As far as the 400s go, it wouldn't have been unreasonable to have seen a sub-49 this early, but nobody's plowed the field yet. It is, however, very tight at the top with Avaunt Ortiz (McClintock), Jayden Davis (Casteel), and Christian Anaya (Hamilton) all between 49.17 and 49.19. In another month, most 49s should have turned into 48s or 47s, but we have to be patient for that to happen. For the record, there are seven 49s thus far.
The dam is still waiting to break at 200 meters. Dominick Brister (Centennial) is the first water over the dam at 21.73 (+1.3), but the dam has not yet washed out. 22-high should be a very ho-hum kind of mark in another month.
So far, we have eight guys under 11 seconds for 100 meters.

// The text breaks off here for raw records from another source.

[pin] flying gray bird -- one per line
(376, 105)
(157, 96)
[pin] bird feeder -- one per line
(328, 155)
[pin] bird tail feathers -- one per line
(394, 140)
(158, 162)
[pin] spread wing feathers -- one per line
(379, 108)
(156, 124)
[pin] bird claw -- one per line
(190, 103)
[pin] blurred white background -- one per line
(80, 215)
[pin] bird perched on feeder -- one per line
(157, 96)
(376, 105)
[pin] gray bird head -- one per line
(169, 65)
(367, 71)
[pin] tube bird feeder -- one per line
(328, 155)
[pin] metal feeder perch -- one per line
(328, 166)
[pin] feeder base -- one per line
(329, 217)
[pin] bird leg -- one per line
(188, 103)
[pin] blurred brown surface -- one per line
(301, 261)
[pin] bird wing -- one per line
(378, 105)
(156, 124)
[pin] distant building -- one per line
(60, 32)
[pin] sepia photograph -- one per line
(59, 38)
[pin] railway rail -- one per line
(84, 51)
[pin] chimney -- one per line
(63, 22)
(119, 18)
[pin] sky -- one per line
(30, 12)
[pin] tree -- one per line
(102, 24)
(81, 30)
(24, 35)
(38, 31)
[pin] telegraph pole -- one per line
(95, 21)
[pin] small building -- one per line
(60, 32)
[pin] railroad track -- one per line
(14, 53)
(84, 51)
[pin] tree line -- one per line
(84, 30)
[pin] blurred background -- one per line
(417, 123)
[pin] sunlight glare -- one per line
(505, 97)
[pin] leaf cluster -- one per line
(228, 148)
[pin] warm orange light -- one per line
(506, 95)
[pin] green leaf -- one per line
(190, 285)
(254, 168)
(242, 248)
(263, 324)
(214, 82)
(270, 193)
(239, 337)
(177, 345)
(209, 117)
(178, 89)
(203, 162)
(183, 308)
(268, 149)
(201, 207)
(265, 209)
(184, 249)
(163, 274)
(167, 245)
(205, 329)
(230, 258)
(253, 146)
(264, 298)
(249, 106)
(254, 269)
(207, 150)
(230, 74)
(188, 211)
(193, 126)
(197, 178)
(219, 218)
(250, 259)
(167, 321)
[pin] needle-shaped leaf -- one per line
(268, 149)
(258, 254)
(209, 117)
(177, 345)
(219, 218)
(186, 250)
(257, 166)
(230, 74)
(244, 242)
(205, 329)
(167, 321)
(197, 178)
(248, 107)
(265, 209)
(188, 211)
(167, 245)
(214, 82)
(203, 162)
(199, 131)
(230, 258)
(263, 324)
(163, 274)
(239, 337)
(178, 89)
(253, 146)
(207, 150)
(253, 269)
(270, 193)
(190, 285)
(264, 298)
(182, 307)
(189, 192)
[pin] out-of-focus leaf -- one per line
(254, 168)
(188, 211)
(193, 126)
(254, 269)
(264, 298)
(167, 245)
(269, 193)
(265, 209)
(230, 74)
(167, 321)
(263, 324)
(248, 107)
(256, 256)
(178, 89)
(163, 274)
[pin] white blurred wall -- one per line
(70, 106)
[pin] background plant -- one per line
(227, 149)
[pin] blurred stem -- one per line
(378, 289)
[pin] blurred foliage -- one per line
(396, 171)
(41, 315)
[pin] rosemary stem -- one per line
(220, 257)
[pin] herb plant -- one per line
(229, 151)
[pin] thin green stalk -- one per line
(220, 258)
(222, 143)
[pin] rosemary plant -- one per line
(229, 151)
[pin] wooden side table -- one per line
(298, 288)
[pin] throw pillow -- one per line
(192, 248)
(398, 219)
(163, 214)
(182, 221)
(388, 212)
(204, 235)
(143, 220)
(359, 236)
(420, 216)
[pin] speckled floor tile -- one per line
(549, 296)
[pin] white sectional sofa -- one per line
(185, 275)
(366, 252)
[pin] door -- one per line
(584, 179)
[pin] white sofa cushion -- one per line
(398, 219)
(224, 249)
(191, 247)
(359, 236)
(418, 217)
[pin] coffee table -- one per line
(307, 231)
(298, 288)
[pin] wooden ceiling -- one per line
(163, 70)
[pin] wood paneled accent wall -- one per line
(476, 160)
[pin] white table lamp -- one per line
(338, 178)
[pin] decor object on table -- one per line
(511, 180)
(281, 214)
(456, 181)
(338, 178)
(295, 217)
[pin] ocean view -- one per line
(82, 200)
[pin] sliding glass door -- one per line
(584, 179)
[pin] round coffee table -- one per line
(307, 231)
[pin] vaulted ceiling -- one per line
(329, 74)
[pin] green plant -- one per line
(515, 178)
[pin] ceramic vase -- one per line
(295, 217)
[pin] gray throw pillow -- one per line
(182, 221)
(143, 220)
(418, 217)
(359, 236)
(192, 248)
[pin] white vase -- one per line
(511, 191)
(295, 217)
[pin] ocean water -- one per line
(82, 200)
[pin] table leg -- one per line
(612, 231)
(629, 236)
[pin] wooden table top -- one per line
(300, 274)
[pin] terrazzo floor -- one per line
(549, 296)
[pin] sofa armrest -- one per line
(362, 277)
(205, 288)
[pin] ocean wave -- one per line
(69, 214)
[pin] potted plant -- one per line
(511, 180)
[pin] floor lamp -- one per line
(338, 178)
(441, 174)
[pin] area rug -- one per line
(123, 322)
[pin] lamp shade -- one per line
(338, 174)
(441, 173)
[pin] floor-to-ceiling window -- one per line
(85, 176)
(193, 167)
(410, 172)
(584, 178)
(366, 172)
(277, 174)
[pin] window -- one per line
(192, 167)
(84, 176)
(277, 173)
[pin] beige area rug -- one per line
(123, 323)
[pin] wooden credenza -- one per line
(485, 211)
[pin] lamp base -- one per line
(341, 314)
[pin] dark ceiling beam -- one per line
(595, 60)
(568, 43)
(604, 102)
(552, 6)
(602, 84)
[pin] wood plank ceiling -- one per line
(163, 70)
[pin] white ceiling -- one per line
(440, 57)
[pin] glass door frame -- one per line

No clear-cut favorite emerges from that mass, but the leaders thus far are Quaron Adams (Chandler) at 10.69, Zachary Sutton at 10.74, and Dominick Brister at 10.75. Each of those marks is fashionably wind-legal.
I won't even pretend to talk about relay marks this soon. For most programs, including most of the best programs, relays take considerable time to polish. Not only is there the process of determining who will be on the relays when it really counts, but there's also the issue of getting the requisite stick work to sing. It's nice if you blew somebody out with a relay performance one of the last two weekends, but it won't mean a thing come the end of April or beginning of May.
We should also note that, as promising as many of these marks are, there are several teams, and even more athletes, around the state that have not yet taken the track. They will have their say in these matters as well.
In coming weeks, I'll take deeper dives into various events areas with these articles. For this week, however, the view of the entire scene from 30,000 feet seemed a bit more appropriate.